Result: If something breaks tomorrow, backups with all transactions up to the failure moment are sitting on S3.

CNPG Disaster Recovery (Reading from Backups)

When you nuke the cluster and rebuild, CNPG needs to restore from S3:

SCENARIO: Cluster crashed, PVCs deleted, you're rebuilding

STEP 1: You tell CNPG "Use recovery mode" (in cluster.yaml)
┌─────────────────────────────────────┐
│  cluster.yaml bootstrap section:    │
│  recovery:                          │
│    source: immich-backup       ← points to S3│
├─────────────────────────────────────┤
│  externalClusters:                 │
│    serverName: v2              ← restore FROM this version
└─────────────────────────────────────┘
         │
         │ (kubectl create - bypass ArgoCD)
         ↓
┌─────────────────────────────────────────────────────────┐
│   CNPG Operator sees "recovery" mode                   │
│   Looks for source in externalClusters                 │
└────────────────────┬────────────────────────────────────┘
                     │
                     ↓
         ┌───────────────────────┐
         │  RustFS S3            │
         │  (look for v2)        │
         └─────────┬─────────────┘
                   │
              ┌────┴────┐
              ↓         ↓
         ┌────────┐  ┌───────┐
         │ base/  │  │ wals/ │  ← Latest transaction logs
         └────┬───┘  └───┬───┘
              │          │
              └────┬─────┘
                   │ (download + restore)
                   ↓
         ┌─────────────────────┐
         │  New Postgres Pod   │
         │  (recovering...)    │
         │  + Longhorn PVCs    │
         │  (data being written)
         └────────┬────────────┘
                  │ (after restore completes)
                  ↓
         ┌─────────────────────┐
         │  Postgres Ready     │
         │  All data restored! │
         │  (v2 lineage)       │
         └─────────────────────┘

STEP 2: You change cluster.yaml back to initdb (normal mode)
         BUT change backup.serverName to v3 (new lineage)
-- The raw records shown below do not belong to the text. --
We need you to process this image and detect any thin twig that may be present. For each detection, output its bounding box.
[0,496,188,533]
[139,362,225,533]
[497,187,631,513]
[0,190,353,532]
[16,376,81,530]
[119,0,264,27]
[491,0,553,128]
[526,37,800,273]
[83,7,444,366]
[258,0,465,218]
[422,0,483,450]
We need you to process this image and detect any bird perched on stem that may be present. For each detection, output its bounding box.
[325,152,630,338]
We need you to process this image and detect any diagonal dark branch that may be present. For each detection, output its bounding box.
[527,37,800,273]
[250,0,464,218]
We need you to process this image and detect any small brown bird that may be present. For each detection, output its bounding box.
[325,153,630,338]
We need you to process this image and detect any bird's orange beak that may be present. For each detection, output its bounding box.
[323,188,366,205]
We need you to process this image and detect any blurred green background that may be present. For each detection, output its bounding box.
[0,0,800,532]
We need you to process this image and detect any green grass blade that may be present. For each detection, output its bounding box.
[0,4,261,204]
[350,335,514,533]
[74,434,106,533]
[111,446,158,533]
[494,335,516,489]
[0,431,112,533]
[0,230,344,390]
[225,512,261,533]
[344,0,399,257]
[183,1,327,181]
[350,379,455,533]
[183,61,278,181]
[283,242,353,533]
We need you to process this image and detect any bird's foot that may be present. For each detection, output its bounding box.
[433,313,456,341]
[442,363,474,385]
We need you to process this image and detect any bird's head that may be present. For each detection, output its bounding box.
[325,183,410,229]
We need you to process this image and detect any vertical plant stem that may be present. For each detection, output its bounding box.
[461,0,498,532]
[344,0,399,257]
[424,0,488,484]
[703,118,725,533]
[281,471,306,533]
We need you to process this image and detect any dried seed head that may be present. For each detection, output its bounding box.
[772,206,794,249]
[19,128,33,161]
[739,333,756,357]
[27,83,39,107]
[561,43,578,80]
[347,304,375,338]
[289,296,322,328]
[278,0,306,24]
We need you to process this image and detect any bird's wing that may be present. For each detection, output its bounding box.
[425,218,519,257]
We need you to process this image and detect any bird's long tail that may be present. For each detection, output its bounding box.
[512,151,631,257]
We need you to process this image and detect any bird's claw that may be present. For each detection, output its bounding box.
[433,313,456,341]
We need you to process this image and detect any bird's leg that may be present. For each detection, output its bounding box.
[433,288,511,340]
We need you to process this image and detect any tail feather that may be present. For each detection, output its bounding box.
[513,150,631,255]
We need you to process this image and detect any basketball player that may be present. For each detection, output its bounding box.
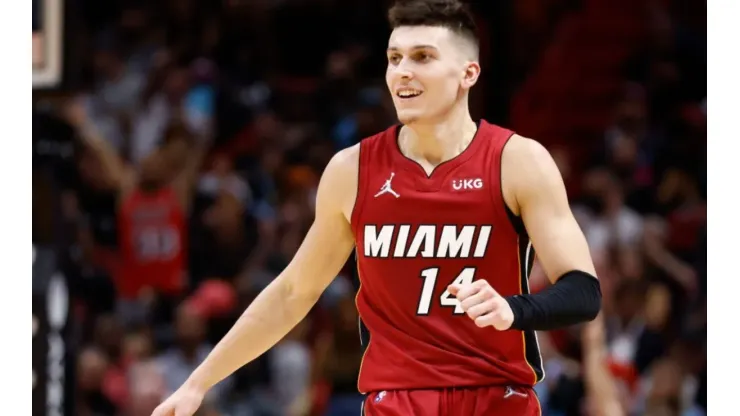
[154,0,601,416]
[66,101,205,320]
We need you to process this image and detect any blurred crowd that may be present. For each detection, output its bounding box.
[34,0,706,416]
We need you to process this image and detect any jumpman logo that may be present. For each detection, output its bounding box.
[504,386,527,399]
[375,172,401,198]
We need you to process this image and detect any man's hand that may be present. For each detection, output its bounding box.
[447,279,514,331]
[152,383,206,416]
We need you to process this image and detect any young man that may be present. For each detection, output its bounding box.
[154,0,601,416]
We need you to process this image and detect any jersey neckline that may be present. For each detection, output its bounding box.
[391,119,488,181]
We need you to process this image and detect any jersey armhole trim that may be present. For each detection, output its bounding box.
[493,131,527,236]
[350,140,367,234]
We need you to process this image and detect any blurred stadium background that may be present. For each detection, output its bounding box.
[33,0,707,416]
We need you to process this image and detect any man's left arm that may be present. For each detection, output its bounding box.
[447,136,601,331]
[502,136,601,330]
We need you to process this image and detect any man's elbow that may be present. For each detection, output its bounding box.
[583,278,601,322]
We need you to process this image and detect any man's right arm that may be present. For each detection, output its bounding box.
[188,147,358,390]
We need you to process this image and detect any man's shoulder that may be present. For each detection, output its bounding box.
[503,133,552,165]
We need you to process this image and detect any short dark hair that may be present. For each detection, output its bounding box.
[388,0,478,47]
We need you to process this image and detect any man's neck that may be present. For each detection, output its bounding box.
[399,108,478,166]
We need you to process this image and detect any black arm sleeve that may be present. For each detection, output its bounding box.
[506,270,601,331]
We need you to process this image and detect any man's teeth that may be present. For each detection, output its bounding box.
[398,90,421,98]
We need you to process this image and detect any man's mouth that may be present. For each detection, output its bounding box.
[396,88,422,99]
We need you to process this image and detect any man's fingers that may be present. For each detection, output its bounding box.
[460,289,493,312]
[450,280,488,300]
[447,285,461,296]
[465,302,495,319]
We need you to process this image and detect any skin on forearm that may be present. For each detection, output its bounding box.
[190,277,318,389]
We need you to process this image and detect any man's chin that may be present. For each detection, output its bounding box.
[396,110,422,125]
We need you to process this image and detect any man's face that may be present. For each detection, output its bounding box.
[385,26,480,124]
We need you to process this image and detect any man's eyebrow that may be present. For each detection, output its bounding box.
[386,45,437,52]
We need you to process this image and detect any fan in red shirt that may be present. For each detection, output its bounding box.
[66,102,206,312]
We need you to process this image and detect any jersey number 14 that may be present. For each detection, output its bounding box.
[416,267,475,315]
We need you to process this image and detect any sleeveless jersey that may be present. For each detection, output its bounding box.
[351,121,544,393]
[117,188,186,299]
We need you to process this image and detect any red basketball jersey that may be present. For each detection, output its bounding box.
[117,188,186,299]
[352,121,544,392]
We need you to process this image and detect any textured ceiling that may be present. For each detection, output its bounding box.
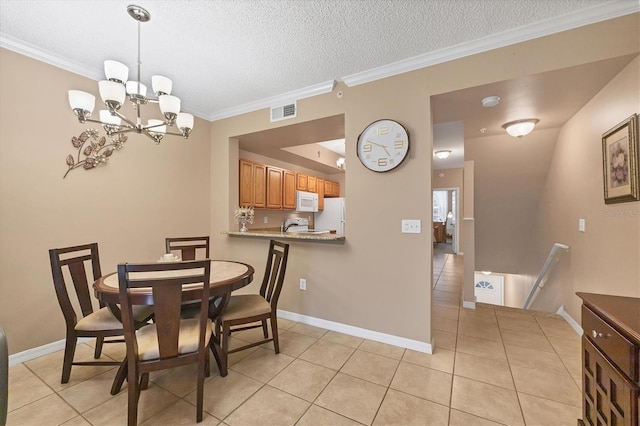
[0,0,638,119]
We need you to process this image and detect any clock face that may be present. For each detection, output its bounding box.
[357,120,409,172]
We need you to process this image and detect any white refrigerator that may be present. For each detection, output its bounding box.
[313,198,347,235]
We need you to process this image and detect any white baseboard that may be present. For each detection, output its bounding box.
[556,305,584,336]
[462,300,476,309]
[278,309,433,354]
[9,337,92,367]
         This prevents WAL conflicts:
         - Old backups stay at v2 (untouched, point-in-time recovery available)
         - New writes go to v3 (fresh archive)
         - Next recovery will restore from v3, then bump to v4

Bootstrap Decision Tree

CNPG's bootstrap section determines what happens when a Cluster is created:

        ┌──────────────────────────────────┐
        │  CNPG Cluster Created            │
        │  (kubectl create or apply)       │
        └──────────────┬───────────────────┘
                       │
                       │ Check spec.bootstrap:
                       │
            ┌──────────┴──────────┐
            │                     │
            ↓                     ↓
    ┌───────────────┐    ┌──────────────┐
    │   initdb      │    │   recovery   │
    │   (default)   │    │   (restore)  │
    └───────┬───────┘    └──────┬───────┘
            │                   │
            ↓                   │ Look for externalClusters:
    ┌──────────────────────┐    │
    │ Create fresh db      │    ↓
    │ (empty, new owner)   │ ┌──────────────────────────┐
    │                      │ │ Find serverName=v2 in S3 │
    │ Starting postgres,   │ │ Download base backup     │
    │ then run            │ │ + replay WALs            │
    │ postInitSQL:        │ │                          │
    │  - CREATE EXT       │ │ → Postgres starts with   │
    │  - GRANT PRIVS      │ │   restored data!         │
    │                      │ └──────────────────────────┘
    │ RESULT: Empty DB    │
    │ User must sign up   │    RESULT: Full data restored
    │ or restore from     │    Users see their data
    │ PVCs               │    All tables/users back
    └──────────────────────┘
            OR
    ┌──────────────────────┐
    │ BUG: Both present    │
    │ (initdb + recovery)  │
    │                      │
    │ CNPG webhook adds    │
    │ defaults → merger    │
    │ conflict → initdb    │
    │ wins                 │
    │                      │
    │ RESULT: Empty DB    │
    │ (lost data!)        │
    └──────────────────────┘

Key takeaway: Only ONE bootstrap section should be present. If both exist, initdb wins and you lose data. Always remove recovery section before pushing to Git.

Recovery Procedure

Prerequisites

Cluster is running (ArgoCD has bootstrapped)
CNPG operator is deployed
cnpg-s3-credentials secret exists in cloudnative-pg namespace
Barman backups exist on RustFS S3

Step-by-Step (example: immich)

1. Check if backups exist:

kubectl run -it --rm barman-check --image=amazon/aws-cli:latest \
  --restart=Never --namespace=cloudnative-pg --overrides='{
  "spec":{"containers":[{"name":"check","image":"amazon/aws-cli:latest",
  "command":["sh","-c","aws --endpoint-url http://192.168.10.133:30293 s3 ls s3://postgres-backups/cnpg/immich/immich-database-v4/base/ 2>&1 | tail -5"],
  "env":[
    {"name":"AWS_ACCESS_KEY_ID","valueFrom":{"secretKeyRef":{"name":"cnpg-s3-credentials","key":"AWS_ACCESS_KEY_ID"}}},
    {"name":"AWS_SECRET_ACCESS_KEY","valueFrom":{"secretKeyRef":{"name":"cnpg-s3-credentials","key":"AWS_SECRET_ACCESS_KEY"}}}
  ]}]}}'

2. Edit the cluster.yaml locally:

In infrastructure/database/cloudnative-pg/immich/cluster.yaml: - Replace the bootstrap.initdb section with bootstrap.recovery + externalClusters - Set externalClusters[].barmanObjectStore.serverName to the current backup serverName (check inventory table above, e.g. immich-database-v4) - Bump backup.barmanObjectStore.serverName to the next version (e.g. immich-database-v5)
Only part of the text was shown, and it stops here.